Overview
You are experiencing high CPU usage on the Exinda and see "Error retrieving data' messages. There are over 100 missing tables in MySQL. Reports are also not generating.
You may be experiencing the following error messages from report configuration failures, server is locked out with Watchdog restarting the server, mysql fails to terminate, and there are signs of database corruption.

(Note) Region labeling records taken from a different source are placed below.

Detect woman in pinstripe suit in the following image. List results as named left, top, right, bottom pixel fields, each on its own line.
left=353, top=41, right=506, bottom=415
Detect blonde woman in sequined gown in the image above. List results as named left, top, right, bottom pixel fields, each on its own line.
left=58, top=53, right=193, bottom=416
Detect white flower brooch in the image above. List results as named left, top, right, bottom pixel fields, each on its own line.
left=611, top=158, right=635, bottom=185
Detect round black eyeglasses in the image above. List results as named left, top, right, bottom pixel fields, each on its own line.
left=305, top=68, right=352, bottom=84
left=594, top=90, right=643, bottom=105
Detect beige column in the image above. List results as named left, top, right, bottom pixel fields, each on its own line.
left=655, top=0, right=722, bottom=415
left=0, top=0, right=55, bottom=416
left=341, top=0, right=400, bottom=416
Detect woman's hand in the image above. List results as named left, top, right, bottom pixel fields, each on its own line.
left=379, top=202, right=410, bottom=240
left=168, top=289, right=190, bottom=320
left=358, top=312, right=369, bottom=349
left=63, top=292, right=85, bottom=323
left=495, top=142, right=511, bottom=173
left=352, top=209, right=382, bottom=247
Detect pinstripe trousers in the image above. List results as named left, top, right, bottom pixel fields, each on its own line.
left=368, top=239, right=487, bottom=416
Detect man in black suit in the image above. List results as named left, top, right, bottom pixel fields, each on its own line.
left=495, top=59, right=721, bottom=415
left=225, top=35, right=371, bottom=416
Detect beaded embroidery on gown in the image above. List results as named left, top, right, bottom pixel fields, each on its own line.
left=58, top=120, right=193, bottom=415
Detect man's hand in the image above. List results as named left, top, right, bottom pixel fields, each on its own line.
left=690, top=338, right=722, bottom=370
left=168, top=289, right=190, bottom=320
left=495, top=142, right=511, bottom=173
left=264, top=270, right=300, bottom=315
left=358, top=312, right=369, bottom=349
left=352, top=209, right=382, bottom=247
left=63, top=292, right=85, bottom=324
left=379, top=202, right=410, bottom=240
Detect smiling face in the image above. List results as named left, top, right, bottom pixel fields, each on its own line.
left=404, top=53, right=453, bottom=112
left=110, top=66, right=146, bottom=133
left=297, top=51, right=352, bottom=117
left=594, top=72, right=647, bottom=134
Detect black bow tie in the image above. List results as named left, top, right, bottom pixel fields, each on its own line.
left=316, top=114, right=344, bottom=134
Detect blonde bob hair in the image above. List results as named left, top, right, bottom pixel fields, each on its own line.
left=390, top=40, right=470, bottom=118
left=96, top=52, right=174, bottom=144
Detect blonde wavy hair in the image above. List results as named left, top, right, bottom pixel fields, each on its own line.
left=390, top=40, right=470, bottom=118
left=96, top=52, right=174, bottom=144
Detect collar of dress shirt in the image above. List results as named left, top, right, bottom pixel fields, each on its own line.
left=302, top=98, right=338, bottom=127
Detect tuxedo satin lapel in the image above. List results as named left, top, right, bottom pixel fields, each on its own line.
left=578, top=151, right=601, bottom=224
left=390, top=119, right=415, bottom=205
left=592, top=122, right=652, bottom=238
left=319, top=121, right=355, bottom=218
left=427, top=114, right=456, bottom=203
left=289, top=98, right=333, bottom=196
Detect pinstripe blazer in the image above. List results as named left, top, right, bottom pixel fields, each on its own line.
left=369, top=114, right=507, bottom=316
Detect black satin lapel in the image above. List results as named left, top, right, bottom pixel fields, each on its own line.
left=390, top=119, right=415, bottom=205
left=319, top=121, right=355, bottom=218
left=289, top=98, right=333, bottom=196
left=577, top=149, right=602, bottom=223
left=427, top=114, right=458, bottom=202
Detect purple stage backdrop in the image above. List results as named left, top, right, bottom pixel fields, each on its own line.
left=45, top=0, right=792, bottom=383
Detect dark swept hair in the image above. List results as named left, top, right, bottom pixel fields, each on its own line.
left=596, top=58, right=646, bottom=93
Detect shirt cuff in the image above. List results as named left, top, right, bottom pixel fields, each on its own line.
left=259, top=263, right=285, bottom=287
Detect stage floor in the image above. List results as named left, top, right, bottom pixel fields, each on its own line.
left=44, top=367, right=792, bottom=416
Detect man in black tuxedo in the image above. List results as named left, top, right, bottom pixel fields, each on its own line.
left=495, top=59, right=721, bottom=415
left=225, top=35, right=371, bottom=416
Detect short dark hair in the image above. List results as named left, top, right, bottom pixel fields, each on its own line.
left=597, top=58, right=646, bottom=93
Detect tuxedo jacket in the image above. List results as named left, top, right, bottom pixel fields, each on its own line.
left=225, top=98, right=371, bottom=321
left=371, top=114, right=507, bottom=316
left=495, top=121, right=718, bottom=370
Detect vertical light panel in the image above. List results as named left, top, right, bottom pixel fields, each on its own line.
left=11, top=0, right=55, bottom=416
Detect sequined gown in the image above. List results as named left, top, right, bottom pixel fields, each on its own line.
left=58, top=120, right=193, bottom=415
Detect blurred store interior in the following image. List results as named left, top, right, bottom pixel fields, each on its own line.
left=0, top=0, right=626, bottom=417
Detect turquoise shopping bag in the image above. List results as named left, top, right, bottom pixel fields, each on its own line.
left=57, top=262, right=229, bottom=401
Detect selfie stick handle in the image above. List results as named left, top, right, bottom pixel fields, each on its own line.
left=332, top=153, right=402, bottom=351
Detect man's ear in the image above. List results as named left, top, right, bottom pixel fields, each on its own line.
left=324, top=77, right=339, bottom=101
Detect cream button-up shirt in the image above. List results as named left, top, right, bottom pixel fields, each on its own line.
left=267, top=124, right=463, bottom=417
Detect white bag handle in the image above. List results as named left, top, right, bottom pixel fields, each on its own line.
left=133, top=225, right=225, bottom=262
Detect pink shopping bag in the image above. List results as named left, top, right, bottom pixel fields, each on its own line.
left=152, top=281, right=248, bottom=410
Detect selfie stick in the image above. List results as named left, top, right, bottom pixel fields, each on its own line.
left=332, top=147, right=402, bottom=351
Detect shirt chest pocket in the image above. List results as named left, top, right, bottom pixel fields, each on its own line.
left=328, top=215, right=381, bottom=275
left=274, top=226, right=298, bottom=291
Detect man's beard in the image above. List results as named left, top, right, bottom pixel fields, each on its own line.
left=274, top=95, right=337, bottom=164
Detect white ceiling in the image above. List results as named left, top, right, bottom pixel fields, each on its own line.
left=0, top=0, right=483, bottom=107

Report configuration failures:
Jun 21 17:49:11 Exinda configd: [configd.ERR]: mdc_get_binding_children_ex(), mdc_main.c:493, build 1: Error code 14001 (unexpected NULL) returned
Jun 21 17:49:11 Exinda configd: [configd.ERR]: CPUUtilization(), alarm/AlarmManager.cpp:52, build 1: Error code 14001 (unexpected NULL) returned
Jun 21 17:49:25 Exinda httpd: [Mon Jun 21 17:49:24 2021] [warn] [client <IP address>] Timeout waiting for output from CGI script /opt/tms/lib/web/cgi-bin/launch, referer: https://<ip address>/admin/launch?script=rh&template=report-config&tabsel=pdfreport
Jun 21 18:12:49 Exinda mgmtd:[mgmtd.NOTICE]: Async: timed out getting external response for type query_request sess
Server is fully locked out and Watchdog restarts the server. There is a failure to terminate the mysqld process:
Jun 21 21:51:49 Exinda httpd[number]: [Mon Jun 21 21:51:49 2021] [notice] caught SIGTERM, shutting down
Jun 21 21:51:49 Exinda pm[number]: [pm.NOTICE] : Terminating process jboss )JBoss server responsible for serving up the AMS pages)

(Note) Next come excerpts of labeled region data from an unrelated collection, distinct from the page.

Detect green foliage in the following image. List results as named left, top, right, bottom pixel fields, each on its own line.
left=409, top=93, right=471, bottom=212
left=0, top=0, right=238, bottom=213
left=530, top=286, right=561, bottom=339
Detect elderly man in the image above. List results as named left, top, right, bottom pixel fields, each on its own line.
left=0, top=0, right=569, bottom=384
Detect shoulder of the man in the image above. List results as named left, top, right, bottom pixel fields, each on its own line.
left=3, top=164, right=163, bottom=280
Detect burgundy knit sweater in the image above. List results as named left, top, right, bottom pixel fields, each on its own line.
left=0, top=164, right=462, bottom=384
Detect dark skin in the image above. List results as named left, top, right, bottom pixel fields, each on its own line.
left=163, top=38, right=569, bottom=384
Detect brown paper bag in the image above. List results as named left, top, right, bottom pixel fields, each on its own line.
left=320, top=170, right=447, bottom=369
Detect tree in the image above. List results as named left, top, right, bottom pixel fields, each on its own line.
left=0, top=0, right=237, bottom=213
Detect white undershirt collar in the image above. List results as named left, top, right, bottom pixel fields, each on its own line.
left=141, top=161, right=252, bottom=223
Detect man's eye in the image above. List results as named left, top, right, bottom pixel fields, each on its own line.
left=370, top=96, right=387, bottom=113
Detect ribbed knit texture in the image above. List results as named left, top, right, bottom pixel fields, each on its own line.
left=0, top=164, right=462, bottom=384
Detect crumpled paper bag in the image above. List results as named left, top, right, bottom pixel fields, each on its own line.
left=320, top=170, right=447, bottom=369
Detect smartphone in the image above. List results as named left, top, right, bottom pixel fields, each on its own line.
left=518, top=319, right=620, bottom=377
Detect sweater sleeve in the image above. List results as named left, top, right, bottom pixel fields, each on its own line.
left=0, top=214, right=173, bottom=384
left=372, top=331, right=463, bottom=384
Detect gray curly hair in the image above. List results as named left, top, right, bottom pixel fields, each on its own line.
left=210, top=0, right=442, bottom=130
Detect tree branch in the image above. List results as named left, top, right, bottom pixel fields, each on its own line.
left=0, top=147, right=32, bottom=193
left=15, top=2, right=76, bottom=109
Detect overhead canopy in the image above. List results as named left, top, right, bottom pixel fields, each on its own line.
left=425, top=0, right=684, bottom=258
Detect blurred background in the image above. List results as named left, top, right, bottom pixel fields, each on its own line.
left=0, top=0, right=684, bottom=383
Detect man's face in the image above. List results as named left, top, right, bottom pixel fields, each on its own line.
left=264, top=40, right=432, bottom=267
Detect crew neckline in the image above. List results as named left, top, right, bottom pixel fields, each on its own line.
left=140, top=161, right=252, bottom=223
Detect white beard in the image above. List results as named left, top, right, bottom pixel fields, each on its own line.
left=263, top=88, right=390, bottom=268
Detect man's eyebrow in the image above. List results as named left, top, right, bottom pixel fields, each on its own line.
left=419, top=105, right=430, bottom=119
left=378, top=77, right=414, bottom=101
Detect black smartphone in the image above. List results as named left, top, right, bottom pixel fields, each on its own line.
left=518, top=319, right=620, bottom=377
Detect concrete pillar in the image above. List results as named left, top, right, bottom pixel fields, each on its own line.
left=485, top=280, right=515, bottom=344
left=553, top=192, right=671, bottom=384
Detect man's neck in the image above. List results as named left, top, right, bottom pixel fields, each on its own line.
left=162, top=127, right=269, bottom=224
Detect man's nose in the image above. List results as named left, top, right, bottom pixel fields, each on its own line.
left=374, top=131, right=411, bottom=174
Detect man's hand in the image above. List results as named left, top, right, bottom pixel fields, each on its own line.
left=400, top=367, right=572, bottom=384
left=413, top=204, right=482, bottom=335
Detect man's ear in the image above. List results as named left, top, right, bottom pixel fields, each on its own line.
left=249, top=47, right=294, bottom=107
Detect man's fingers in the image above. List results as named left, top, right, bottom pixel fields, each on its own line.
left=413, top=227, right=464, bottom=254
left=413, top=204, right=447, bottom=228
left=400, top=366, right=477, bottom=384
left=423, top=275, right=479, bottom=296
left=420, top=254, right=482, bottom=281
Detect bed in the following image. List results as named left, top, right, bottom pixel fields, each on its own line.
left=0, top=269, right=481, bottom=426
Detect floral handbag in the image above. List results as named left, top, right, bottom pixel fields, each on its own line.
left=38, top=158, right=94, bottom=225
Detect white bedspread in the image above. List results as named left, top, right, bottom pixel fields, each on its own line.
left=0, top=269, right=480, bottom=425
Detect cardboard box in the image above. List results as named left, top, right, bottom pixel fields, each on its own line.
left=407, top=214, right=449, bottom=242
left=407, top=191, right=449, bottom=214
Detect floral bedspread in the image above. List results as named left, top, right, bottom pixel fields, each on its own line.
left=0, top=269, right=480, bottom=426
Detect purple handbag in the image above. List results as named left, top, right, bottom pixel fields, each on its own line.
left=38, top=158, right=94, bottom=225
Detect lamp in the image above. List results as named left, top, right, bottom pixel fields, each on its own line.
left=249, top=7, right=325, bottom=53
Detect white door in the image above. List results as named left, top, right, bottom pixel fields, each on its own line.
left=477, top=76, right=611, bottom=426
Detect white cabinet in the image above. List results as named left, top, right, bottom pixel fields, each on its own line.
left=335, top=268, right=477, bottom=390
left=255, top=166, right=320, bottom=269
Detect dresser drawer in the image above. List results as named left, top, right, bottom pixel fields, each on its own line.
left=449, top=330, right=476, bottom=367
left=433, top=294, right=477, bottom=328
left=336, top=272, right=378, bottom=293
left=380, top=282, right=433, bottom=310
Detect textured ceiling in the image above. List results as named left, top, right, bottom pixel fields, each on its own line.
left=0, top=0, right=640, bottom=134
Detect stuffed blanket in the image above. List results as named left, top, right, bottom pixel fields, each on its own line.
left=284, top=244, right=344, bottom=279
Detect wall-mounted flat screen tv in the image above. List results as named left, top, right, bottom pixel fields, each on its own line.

Jun 21 21:51:51 Exinda hardwared[number]: [hardwared.NOTICE]: SEL event : 1 | 06/22/2021 | 02:51:44 | Watchdog2 #0xca | Timer interrupt () | Asserted
Jun 21 21:51:51 Exinda hardwared[number]: [hardwared.NOTICE]: SEL event : 2 | 06/22/2021 | 02:51:44 | Watchdog2 #0xca | Time expired () | Asserted
Jun 21 21:52:28 Exinda pm[number]: [pm.NOTICE]: Terminating process mysqld
Jun 21 21:52:28 Exinda pm[number]: [pm.WARNING]: Failed to kill process mysqld (pid 2722) with SIGTERM, trying SKIGKILL next
Jun 21 21:52:28 Exinda pm[number]: [pm.NOTICE] Process mysqld (pid 2722) terminated from signal 9 (SIGKILL)
Jun 21 21:52:28 Exinda pm[number]: [pm.NOTICE] Terminating process statsd (Statistics Daemon)
There are signs of corruption in the database:
Jun 21 21:49:15 Exinda mysqld_init[number]: [mysqld_init.NOTICE]: Database is currently version 27, want to get to version 27
Jun 21 21:49:15 Exinda mysqld_init[number]: [mysqld_init.NOTICE]: Database has table with name 'DATABASECHANGELOG'
Jun 21 21:49:15 Exinda mysqld_init[number]: [mysqld_init.NOTICE]: Database has table with name 'DATABASECHANGELOGLOCK'
Jun 21 21:49:15 Exinda mysqld_init[number]: [mysqld_init.WARNING]: An error occurred launching liquidbase. Launch result: 0 Process result: 65280 Output: Unexpected error running Liquibase: Error executing SQL CREATE INDEX
host_stats_timestamp_idx ON monitor.host_stats(timestamp): Duplicate key name 'host_stats_timestamp_idx'#012#012#012
Jun 21 21:49:15 Exinda mysqld_init[number]: [mysqld_init.NOTICE}: Database is now online
Solution
- Remove the Exinda from the network
- Reboot the appliance
- Login to the Web UI and navigate to Configuration > Reboot/Shutdown > Reboot
- If there is difficulty getting to the UI, connect over SSH and restart by following this article Exinda CLI: Reboot and Shutdown
- Contact Exinda support to obtain a temporary restricted shell license.
- <supportagent>
Please see Shell Unlock Key article to generate a customer-specific, temporary restricted shell license.
</supportagent> - Rebuild the database by following this article on The Monitoring Database has Stopped or Become Corrupted
- Wait for MySQL to stabilize
- Restart Jboss by following the Restarting Jboss article.
- Confirm the missing tables are restored (total tables should be ~280+) by going to the CLI and use the following commands:
en
_shell
<license key>
mysql
clear
connect monitor
show tables - Check the various monitor graphs are no longer producing errors and are displaying correctly
- Wait a few minutes before reconnecting the Exinda to the network
- Wait 5-10 minutes for the CPU to settle from the traffic spike.
- Check the CPU to ensure there are no high CPU loads.